Description
An undergraduate student, realizing, and needs to does, improve his chances of the being to accepted graduate OL, decided that it's now time to do some independent. Of course, he has decided-do-do-in-most important-domain:the requirements He-must fulfill to-graduate from H is undergraduate University. In the surprise, he discovered the he has to fulfill 5 distinct Requirements:the General Institute requirement, The writing requirement, the science requirement, the foreign-language requirement, and the Field-of-specialization Requir Ement. Formally, a requirement is a fixed number of the classes that him has to take during his undergraduate. Thus, for example, the foreign language requirement specifies and the student has to take 4 classes to fulfill this Requi Rement:french I, French II, French III, and French Iv. Having analyzed the immense multitude of the classes which need to is taken to fulfill the different, our requirements ENT beCame a little depressed about his undergraduate university:there are so many classes to take ...

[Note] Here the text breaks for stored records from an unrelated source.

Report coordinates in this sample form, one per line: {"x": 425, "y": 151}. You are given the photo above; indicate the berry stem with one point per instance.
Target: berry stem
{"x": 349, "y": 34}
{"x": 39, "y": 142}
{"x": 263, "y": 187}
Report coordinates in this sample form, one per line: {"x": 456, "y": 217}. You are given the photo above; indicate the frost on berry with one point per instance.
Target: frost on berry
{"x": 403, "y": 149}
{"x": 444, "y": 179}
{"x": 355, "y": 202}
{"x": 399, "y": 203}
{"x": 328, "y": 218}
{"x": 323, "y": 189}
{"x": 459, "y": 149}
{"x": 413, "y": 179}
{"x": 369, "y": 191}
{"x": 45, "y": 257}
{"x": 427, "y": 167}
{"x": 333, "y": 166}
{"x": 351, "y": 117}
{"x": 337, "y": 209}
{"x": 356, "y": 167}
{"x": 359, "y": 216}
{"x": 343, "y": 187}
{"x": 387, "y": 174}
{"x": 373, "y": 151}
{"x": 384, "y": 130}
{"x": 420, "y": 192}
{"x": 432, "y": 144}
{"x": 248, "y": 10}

Dejected, the student began studying the requirements of other universities, and he might have after the high chosen. He found which, in fact, and other universities had exactly the same 5 requirements as his own. The only difference is this different universities had different number of classes to is satisfied in each of the five re Quirement.
Still, it appeared that universities have pretty similar requirements (all of them require a lot of classes), so he Hypoth Esized that no two universities are very dissimilar in their requirements. He defined the dissimilarity of two universities X and Y as |x1−y1| + |x2−y2| + |x3−y3| + |x4−y4| + |x5−y5|, where a XI (yi) is the number of classes in the requirement I of university X (Y) multiplied by a Appropria Te factor that measures hardness to the corresponding requirement at the corresponding university.
Input
The ' the ' input file contains an integer N (1≤n≤100), the number of considered universities. The following N lines each describe the requirements of a university. A University X is described by the five non-negative real numbers x1 x2 x3 x4.
Output
On a single line, print the dissimilarity value of the two most dissimilar universities. Your answer should is rounded to exactly two decimal places.
Sample Input
3
2 5 6 2 1.5
1.2 3 2 5 4 7 5 3 2 5
Sample Output
12.80
the
The coordinates of N points in five-D space are given, and the maximum Manhattan distance of two points is obtained.
train of Thought
We can define the official meaning of the Manhattan distance as l1-distance or city block distance , which is the sum of the distance between the projection of the axis produced by two points in the fixed rectangular coordinate system of Euclidean space.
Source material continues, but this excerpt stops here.